Entre autres mesures, dont le détail se fera dans le cadre de leur mise en œuvre une fois au pouvoir, nous proposons donc de refonder les relations avec l’Afrique :
- En cessant tout soutien politique, militaire et financier aux dictateurs ;
- En transformant l’aide publique au développement apportée par l’Agence française de développement (AFD). Consacrer 0,7 % du revenu national brut à l’aide publique au développement est nécessaire mais insuffisant car il ne nous dit rien du contenu des politiques menées. Cet objectif ne doit pas être atteint à l’aide d’artifices comptables, et l’APD ne doit plus servir les intérêts des régimes oligarchiques et des multinationales.

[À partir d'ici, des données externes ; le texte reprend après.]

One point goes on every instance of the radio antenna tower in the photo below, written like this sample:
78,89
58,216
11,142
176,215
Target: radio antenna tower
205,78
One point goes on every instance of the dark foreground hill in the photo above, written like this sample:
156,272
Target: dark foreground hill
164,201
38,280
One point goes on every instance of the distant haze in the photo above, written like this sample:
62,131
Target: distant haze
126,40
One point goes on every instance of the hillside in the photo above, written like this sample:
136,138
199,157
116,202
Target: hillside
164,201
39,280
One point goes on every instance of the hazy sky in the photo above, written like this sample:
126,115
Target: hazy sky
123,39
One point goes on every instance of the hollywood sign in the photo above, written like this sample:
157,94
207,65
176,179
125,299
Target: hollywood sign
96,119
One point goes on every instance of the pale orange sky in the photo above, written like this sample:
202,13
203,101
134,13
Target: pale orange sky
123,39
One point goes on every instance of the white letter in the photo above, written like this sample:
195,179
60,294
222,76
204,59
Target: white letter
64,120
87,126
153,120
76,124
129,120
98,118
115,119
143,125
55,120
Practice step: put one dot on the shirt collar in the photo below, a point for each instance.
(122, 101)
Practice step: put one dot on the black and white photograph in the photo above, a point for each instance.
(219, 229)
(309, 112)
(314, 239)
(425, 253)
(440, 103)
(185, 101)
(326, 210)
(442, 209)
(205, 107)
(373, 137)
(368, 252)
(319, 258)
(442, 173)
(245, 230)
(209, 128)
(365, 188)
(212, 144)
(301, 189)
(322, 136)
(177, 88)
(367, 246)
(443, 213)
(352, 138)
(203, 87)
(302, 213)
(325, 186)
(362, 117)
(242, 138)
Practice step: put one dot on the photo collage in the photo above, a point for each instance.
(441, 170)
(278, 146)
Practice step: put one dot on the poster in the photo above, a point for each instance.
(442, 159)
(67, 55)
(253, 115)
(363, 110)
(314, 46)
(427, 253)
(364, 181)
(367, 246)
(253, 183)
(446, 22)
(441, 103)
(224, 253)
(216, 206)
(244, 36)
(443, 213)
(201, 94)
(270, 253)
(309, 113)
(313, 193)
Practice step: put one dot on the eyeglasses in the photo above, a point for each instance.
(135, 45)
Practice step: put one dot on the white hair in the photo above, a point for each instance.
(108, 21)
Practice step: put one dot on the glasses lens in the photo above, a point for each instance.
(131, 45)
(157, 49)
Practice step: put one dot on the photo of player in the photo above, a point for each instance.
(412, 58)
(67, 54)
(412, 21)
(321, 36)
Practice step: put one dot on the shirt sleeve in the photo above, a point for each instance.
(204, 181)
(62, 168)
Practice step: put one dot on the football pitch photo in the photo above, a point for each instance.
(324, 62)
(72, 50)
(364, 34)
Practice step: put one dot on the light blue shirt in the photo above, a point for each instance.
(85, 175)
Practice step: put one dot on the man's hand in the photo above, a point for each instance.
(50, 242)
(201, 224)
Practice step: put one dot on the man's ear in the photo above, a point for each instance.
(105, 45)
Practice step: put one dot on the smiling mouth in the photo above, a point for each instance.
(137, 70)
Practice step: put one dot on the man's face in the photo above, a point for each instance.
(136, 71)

Nous déciderons de son allocation avec les sociétés civiles sur place, dans un objectif de renforcement des droits humains et des souverainetés populaires, et non de mise en dépendance néocoloniale ;
- En dénonçant les accords commerciaux inégaux entre l’Union européenne et l’Afrique, qui détruisent les agricultures vivrières, et les accords de pêche communautaires, qui détruisent la pêche artisanale ;
- En favorisant par là-même les conditions politiques et économiques permettant de réduire les flux migratoires qui privent l’Afrique de sa jeunesse et de main-d’œuvre qualifiée ;
- En annulant l’explosion décidée par Emmanuel Macron des frais d’inscription à l’université pour les étudiants étrangers ;
- En laissant les pays africains des zones CFA (dont la partie ouest est censée devenir à terme zone ECO) libres d’avoir une monnaie dont ils soient les seuls maîtres et dont ils puissent définir les contours ;
- En annulant les dettes « odieuses », notamment contractées par des dictatures dans le seul but d’enrichir le clan au pouvoir ou de financer des politiques qui n’ont profité qu’à l’oligarchie locale ;
- En révisant les accords de défense passés avec les pays africains, pour qu’ils soient conclus dans l’intérêt des peuples, en décidant d’un calendrier de retrait de l’opération militaire Barkhane au Sahel, et en proposant une approche globale et non plus exclusivement militaire de lutte contre les groupes armés dans la région ;
- En défendant la création d’une université francophone de l’espace, proposant un cursus universitaire commun d’accès à tous les métiers relatifs au secteur aérospatial.